One quick question though. Have I justified that ##\sigma (a_{(k+j) \bmod m}) = a_{(k+(j+1)) \bmod m}##? Do I need to show that ##[(k+j) \bmod m] + 1 \bmod m = [k+(j+1)] \bmod m##

Mr Davis 97 said:
One quick question though. Have I justified that ##\sigma (a_{(k+j) \bmod m}) = a_{(k+(j+1)) \bmod m}##? Do I need to show that ##[(k+j) \bmod m] + 1 \bmod m = [k+(j+1)] \bmod m##
Depends on what you take as a basis for your proof. ##\mathbb{Z} \longrightarrow \mathbb{Z}/m\mathbb{Z} = \mathbb{Z}_m\; , \;i\longmapsto i \operatorname{mod} m## is a ring homomorphism, or here a group homomorphism, so with that it is clear. Without it, prove this first. For me this is still better than to distinguish the cases.

## 1. What does it mean for an m-cycle to have order m?

For an m-cycle to have order m means that the cycle consists of m elements and that applying the cycle m times will result in the identity element (e). In other words, the cycle will return to its original state after m repetitions.

## 2. How is the order of an m-cycle determined?

The order of an m-cycle is determined by the number of elements within the cycle. For example, a 3-cycle will have an order of 3, while a 5-cycle will have an order of 5.

## 3. Can an m-cycle have an order greater than m?

No, an m-cycle cannot have an order greater than m.
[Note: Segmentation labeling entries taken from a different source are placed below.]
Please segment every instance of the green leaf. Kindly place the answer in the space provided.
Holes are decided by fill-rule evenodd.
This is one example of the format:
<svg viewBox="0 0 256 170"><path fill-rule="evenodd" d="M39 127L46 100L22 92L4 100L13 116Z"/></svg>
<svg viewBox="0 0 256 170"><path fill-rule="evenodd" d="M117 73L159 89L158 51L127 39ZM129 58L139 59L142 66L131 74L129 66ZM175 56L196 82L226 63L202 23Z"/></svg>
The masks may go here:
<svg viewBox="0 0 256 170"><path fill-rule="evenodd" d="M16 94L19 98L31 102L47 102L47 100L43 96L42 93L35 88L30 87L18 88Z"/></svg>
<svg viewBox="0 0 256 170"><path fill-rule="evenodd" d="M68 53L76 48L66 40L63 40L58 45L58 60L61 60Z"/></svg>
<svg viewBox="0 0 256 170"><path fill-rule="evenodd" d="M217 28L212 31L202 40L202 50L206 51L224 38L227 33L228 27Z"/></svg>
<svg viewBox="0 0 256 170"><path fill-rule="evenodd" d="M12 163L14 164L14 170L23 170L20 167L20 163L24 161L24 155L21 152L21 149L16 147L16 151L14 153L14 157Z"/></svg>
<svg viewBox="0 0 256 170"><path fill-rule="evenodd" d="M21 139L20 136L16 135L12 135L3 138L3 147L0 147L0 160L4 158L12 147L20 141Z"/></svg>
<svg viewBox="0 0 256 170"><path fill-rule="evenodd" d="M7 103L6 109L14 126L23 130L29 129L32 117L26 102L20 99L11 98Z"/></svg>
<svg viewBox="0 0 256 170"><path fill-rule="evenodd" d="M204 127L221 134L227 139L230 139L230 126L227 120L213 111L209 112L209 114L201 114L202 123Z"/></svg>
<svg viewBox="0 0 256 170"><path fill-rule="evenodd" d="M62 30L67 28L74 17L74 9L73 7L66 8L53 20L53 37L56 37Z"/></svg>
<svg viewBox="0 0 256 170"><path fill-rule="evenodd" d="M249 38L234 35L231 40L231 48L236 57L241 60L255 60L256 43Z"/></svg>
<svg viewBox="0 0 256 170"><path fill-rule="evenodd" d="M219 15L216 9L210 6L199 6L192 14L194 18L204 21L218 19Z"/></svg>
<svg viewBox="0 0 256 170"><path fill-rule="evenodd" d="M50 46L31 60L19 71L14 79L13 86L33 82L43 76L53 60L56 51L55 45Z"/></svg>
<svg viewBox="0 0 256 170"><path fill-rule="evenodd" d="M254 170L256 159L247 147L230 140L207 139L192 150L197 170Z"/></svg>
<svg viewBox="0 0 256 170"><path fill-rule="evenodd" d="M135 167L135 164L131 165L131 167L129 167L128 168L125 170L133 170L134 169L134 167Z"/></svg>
This is because the cycle will repeat itself after m repetitions, so any additional repetitions will simply result in the same elements being cycled through again.

## 4. Is the order of an m-cycle always an integer?

Yes, the order of an m-cycle is always an integer. This is because the order is determined by the number of elements in the cycle, and the number of elements must be a whole number.

## 5. How does the order of an m-cycle relate to its group?

The order of an m-cycle is a factor of the order of the group in which it belongs. This means that the order of the group can be divided evenly by the order of the m-cycle. For example, in a group of order 12, an m-cycle with an order of 3 would be a subgroup of order 4.